Ho comprato questo libro per quattro motivi: ero attratta dal titolo accattivante, avevo voglia di leggere una storia d’amore, era un romanzo citato in un altro libro che ho letto di recente (La lettera d’amore di Cathleen Schine) . Infine, perché il libro è uno di quei titoli onnipresenti in ogni offerta della Feltrinelli, per cui prima o poi finisci per portartelo a casa.
È un grande successo editoriale di una decina di anni fa, un romanzo epistolare sotto forma di email e basta questo per creare grandi aspettative in una figlia di Meg Ryan e Tom Hanks come me….
Lo stile è vivace e scorrevole, si legge volentieri, ha il ritmo rapido e immediato dell’email.

È il contenuto che mi fa dire che questo libro è uno di quelli che mi sono piaciuti meno tra quelli letti quest’anno, perché mi ha fatta oscillare tra la tenerezza e l’irritazione e alla fine l’irritazione ha prevalso.
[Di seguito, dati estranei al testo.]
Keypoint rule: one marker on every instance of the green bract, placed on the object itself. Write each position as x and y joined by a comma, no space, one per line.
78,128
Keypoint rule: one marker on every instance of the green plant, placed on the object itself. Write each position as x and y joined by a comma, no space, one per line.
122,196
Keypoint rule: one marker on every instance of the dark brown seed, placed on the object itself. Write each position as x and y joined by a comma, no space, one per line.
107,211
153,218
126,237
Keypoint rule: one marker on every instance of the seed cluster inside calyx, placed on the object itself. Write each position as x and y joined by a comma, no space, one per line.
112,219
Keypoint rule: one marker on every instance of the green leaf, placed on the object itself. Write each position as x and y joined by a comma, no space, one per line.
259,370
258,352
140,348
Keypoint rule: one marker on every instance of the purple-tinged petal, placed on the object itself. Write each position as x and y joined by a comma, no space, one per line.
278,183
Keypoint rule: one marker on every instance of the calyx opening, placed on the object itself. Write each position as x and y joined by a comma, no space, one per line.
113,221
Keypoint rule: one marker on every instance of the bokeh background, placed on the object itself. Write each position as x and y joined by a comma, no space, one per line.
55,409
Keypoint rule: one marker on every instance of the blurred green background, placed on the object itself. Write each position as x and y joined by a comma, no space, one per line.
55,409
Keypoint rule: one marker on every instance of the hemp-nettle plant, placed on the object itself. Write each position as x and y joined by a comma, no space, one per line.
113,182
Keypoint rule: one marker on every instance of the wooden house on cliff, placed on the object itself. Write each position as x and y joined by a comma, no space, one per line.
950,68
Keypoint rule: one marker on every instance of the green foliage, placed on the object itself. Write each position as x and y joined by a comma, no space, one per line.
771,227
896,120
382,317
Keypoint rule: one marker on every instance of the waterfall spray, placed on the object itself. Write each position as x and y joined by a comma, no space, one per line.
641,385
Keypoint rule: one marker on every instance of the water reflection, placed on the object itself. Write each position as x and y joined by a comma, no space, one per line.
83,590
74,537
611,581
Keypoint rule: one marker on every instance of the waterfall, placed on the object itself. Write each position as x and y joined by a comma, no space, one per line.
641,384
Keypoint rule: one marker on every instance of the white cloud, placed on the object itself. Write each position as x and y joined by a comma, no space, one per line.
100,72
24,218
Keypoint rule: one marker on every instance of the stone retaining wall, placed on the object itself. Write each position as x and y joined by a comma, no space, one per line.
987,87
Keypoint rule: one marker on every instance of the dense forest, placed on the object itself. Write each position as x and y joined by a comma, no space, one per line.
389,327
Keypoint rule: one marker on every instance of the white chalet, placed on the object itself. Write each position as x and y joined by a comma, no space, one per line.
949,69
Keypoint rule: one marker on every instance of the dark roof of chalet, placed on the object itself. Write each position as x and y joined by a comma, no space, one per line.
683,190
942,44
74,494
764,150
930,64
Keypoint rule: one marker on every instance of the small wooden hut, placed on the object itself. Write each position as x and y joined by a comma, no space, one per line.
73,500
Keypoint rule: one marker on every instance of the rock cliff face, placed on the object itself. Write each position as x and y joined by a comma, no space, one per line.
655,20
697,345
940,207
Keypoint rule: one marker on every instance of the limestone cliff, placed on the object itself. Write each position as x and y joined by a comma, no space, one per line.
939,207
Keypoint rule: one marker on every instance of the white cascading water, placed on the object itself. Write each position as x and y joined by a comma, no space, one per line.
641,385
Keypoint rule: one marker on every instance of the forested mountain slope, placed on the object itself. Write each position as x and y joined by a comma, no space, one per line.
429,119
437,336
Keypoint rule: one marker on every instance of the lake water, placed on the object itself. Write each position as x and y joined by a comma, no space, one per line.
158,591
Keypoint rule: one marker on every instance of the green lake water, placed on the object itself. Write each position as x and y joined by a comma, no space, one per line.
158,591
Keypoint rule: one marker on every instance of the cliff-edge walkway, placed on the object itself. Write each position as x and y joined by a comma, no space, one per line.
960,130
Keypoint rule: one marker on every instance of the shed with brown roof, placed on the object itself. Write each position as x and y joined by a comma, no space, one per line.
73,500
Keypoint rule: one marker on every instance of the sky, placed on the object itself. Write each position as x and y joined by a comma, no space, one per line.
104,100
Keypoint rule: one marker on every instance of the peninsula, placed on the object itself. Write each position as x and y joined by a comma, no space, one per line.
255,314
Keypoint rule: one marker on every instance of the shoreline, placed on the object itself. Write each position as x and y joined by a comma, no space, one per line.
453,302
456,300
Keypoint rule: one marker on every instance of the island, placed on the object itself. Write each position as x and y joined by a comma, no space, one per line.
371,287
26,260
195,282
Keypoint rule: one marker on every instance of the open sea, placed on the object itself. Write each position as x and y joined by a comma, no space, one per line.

(E da qui inizia SPOILER pesante).

Emmi deve disdire l’abbonamento ad una rivista, sbaglia indirizzo email e in questo modo entra in contatto con Leo. L’avvio è semplice. Emmi e Leo possono essere chiunque e la prima parte del libro regala indizi per svariate possibilità. Molto accattivante e molto promettente. Cercano di lasciare fuori dal loro rapporto virtuale la vita reale limitandone i riferimenti, creano un limbo dove essere una sorta di conforto reciproco. Bello e dolce.

Peccato che dopo poche pagine inizino i battibecchi.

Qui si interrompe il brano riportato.